I have a couple a hundred magazines now. Does anyone know of any good (preferrably free) database programs that will allow me keep track of my collection?
MediaMan appears to be very good. One problem is that it is US based and another is that the ‘price-tracking’ feature which allows you to connect to any amazon.com site is useless for vintage items or if you are in Australia.
What would be totally excellent would be a database program that communicates with eBay (US AND the australian site) and has a similar function of being able to export item information, images and prices. eBay is fast becoming the only place to find certain items. Anyway, at the minimum, what will need to be developed is a certain form-guide for information on auction items, like certain information would be necessary, publication details (year, company, etc), cover photo, contents, etc.
Any smart programmers out there should seriously think about doing something like this. How many people do you know use eBay for buying stuff? Sneakers, car parts, magazines, funiture, etc. Maybe come up with a working prototype and approach eBay to get them to buy it from you. They could market it as an extension of “My eBay”.
Imagine if this information was networked as a kind of non-centralised library. Like a wiki, but the non-auction information would be contained on individual computers and when things were being sold eBay would access the respective wiki-style database or information, pricing, etc associated with that item and ‘host’ it. It would be ‘wiki-style’ because it would be produced by enthusiasts/fans/amatuers or similar. The qualititave difference between this information and that of wikipedia is the reputation function of eBay that is currently set up as purely determined by buyers and sellers with which an ebayer exchanges goods. How hard would it be to set up a correlative ‘informational’ rating system for the wiki-style database.
There would be a differential between item quality and condition versus the stock information on the wiki-database that would need to somehow be incorporated.
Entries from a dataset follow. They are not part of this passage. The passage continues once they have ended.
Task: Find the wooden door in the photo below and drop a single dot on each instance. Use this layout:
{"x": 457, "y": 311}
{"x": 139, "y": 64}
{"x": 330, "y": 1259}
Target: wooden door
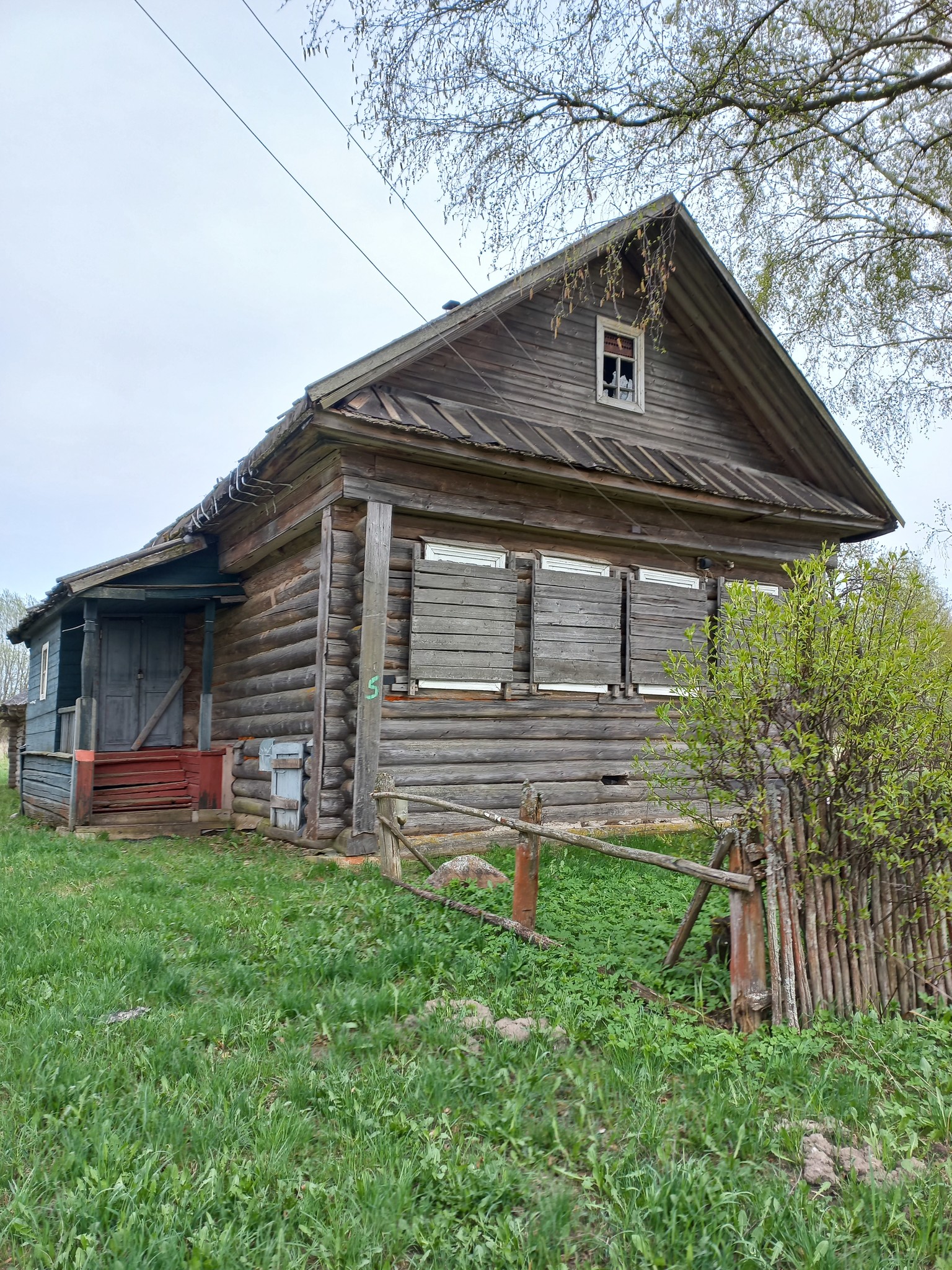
{"x": 140, "y": 660}
{"x": 163, "y": 643}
For example, a magazine that is all torn up and missing images may be suitable for a researcher who only wants editorials or something, but a collector probably wouldn’t want it. Knowledge would take on a properly swarm character that would be tied to the various markets. I am not sure if this would help buyers or sellers. I think with such a set up the increase in knowedge available would help those with genuinely good items to sell and punish the sheisters.
eBay, are you listening?
eBay would get another level of ‘added value’ to their product that could be easily accessed by consumers. Consumers would in turn by able to harness the truly MASSIVE amounts of information that circulates on eBay’s networks of exchange. Surely this is a win-win situation? Connect this ‘swarm’ information with slightly more permanent source of information, such as wikipedia, and you might a have a mechanism for harnessing one dimension of capitalism’s dynamism, expressed as the minute-to-minute auctions on eBay, for the purposes of producing a relatively easily accessible body of knowledge.
This would be taking eBay’s attempts to harness networks of enthusiasm to another level. They already do it on the level of the spectacle with some of the cars built by famous car builders they have helped produced and which have used eBay networks of exchange for aquiring parts. Perhaps it is time to tap into the networks of enthusiasm on a more structural level and in the process produce a knowledge resource? eBay?